Big River Steel said Friday that it has commissioned its first steel-processing machinery, the first step in a phased start-up of the $1.3 billion plant near Osceola.
“The successful start-up of two of our operating units, less than 20 months after forming our company and breaking ground on our project, is yet another significant accomplishment for Big River Steel and our employees,” Dave Stickler, Big River Steel’s CEO, said in a news release. “Working closely with our technology partner, SMS Group, we look forward to producing a full complement of high-quality, value-added steels in an environmentally friendly and energy efficient manner.”

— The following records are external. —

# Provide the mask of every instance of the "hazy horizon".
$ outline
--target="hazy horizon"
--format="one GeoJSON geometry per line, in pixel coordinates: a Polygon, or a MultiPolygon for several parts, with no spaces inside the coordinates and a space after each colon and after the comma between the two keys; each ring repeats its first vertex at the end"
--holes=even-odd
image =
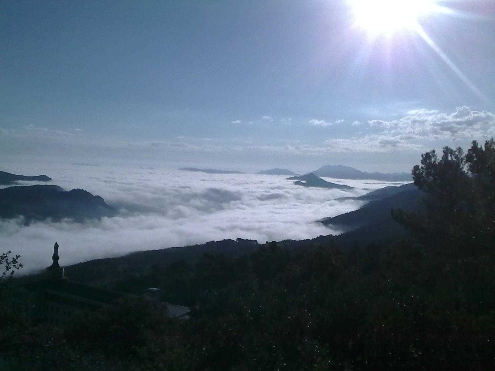
{"type": "MultiPolygon", "coordinates": [[[[495,136],[494,3],[3,1],[0,170],[45,173],[123,211],[1,220],[0,242],[41,267],[35,242],[84,246],[74,262],[330,233],[313,221],[359,206],[333,204],[342,191],[175,169],[410,173],[432,149],[484,142],[495,136]]],[[[355,182],[356,194],[369,187],[355,182]]]]}
{"type": "Polygon", "coordinates": [[[495,134],[493,1],[361,3],[2,1],[0,157],[409,172],[495,134]]]}

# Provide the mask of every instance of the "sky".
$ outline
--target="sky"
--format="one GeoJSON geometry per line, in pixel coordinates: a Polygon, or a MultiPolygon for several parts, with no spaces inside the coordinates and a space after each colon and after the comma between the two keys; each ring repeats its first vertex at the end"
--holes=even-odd
{"type": "Polygon", "coordinates": [[[2,170],[408,172],[495,135],[495,2],[430,1],[399,27],[387,1],[3,0],[2,170]]]}

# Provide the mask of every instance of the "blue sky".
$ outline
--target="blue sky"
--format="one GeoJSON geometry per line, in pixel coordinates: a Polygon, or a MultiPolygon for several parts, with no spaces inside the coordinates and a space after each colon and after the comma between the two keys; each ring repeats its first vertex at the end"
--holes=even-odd
{"type": "Polygon", "coordinates": [[[495,135],[495,4],[437,2],[429,44],[347,0],[3,1],[2,166],[409,171],[495,135]]]}

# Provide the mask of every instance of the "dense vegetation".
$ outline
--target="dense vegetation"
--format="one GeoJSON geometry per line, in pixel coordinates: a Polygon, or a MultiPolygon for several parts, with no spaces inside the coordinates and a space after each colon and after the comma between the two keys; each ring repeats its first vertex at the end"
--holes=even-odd
{"type": "Polygon", "coordinates": [[[0,355],[16,370],[493,369],[495,141],[428,152],[412,174],[424,211],[393,213],[408,238],[157,264],[117,288],[159,285],[189,321],[136,299],[63,328],[19,320],[0,355]]]}

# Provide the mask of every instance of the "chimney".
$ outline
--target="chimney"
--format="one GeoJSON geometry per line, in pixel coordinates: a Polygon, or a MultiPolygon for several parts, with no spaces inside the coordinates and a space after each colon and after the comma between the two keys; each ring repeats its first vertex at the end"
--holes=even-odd
{"type": "Polygon", "coordinates": [[[47,272],[50,279],[56,281],[65,278],[64,269],[58,265],[59,259],[60,258],[58,256],[58,244],[55,242],[53,245],[53,255],[51,256],[51,260],[53,262],[47,268],[47,272]]]}
{"type": "Polygon", "coordinates": [[[159,300],[161,296],[161,291],[159,288],[156,288],[156,287],[150,287],[146,289],[144,294],[145,298],[153,300],[159,300]]]}

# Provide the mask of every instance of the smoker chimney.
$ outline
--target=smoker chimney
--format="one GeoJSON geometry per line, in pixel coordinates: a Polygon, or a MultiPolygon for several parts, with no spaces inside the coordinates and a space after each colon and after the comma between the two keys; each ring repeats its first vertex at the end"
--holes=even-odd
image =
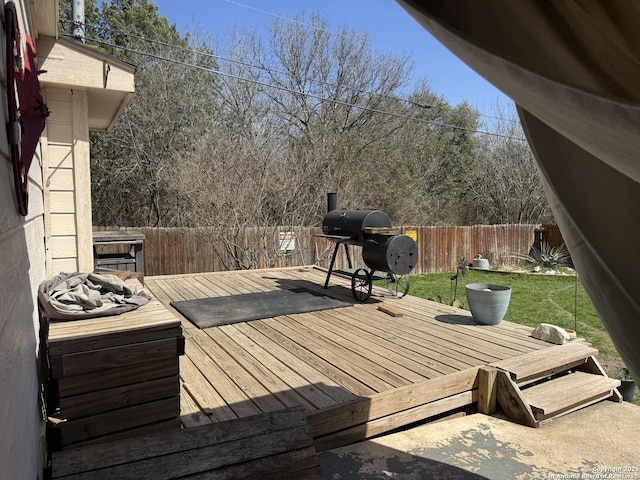
{"type": "Polygon", "coordinates": [[[338,194],[327,193],[327,212],[338,208],[338,194]]]}

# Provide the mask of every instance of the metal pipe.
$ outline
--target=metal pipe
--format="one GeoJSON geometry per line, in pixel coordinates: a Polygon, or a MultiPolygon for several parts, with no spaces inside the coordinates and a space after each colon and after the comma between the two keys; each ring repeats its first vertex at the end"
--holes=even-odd
{"type": "Polygon", "coordinates": [[[71,0],[71,35],[84,43],[84,0],[71,0]]]}
{"type": "Polygon", "coordinates": [[[338,194],[327,193],[327,212],[338,208],[338,194]]]}

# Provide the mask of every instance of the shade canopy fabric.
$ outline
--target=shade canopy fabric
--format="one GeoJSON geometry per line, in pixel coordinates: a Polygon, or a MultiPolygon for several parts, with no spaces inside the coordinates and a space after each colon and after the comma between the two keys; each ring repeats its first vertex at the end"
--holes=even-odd
{"type": "Polygon", "coordinates": [[[516,103],[585,290],[640,380],[640,2],[398,2],[516,103]]]}

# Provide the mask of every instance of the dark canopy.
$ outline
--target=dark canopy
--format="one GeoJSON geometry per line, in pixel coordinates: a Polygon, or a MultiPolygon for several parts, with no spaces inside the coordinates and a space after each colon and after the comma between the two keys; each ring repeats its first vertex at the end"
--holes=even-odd
{"type": "Polygon", "coordinates": [[[584,287],[640,380],[640,2],[398,2],[515,101],[584,287]]]}

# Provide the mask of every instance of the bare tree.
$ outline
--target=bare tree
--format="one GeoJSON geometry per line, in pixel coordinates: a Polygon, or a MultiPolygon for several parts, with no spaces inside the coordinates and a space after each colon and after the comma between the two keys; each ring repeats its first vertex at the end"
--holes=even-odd
{"type": "Polygon", "coordinates": [[[512,106],[496,105],[491,130],[484,135],[468,177],[475,223],[552,221],[540,173],[512,106]]]}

The plant, which broke ground Sept. 22, 2014, aims to produce 1.6 million tons of niche and specialty steel for sale in North America.
On Friday, the company said it commissioned its batch anneal furnaces and skin pass mill, and in doing so processed its first batch of steel. The machinery is part of Big River Steel’s finishing mill, which processes steel according to customer demands.
The plant is currently working to hire 425 employees at an average annual compensation of more than $75,000.
In 2013, the Arkansas Legislature approved a multimillion-dollar package of incentives for the plant, including a $125 million bond issue under Amendment 82 of the Arkansas Constitution — the first time the “superproject” legislation was implemented.
In 2014, Arkansas Teacher Retirement System trustees authorized investing up to $125 million in Big River Steel. Koch Minerals, a subsidiary of Koch Industries of Wichita, Kansas, was an early — and major — investor in Big River Steel.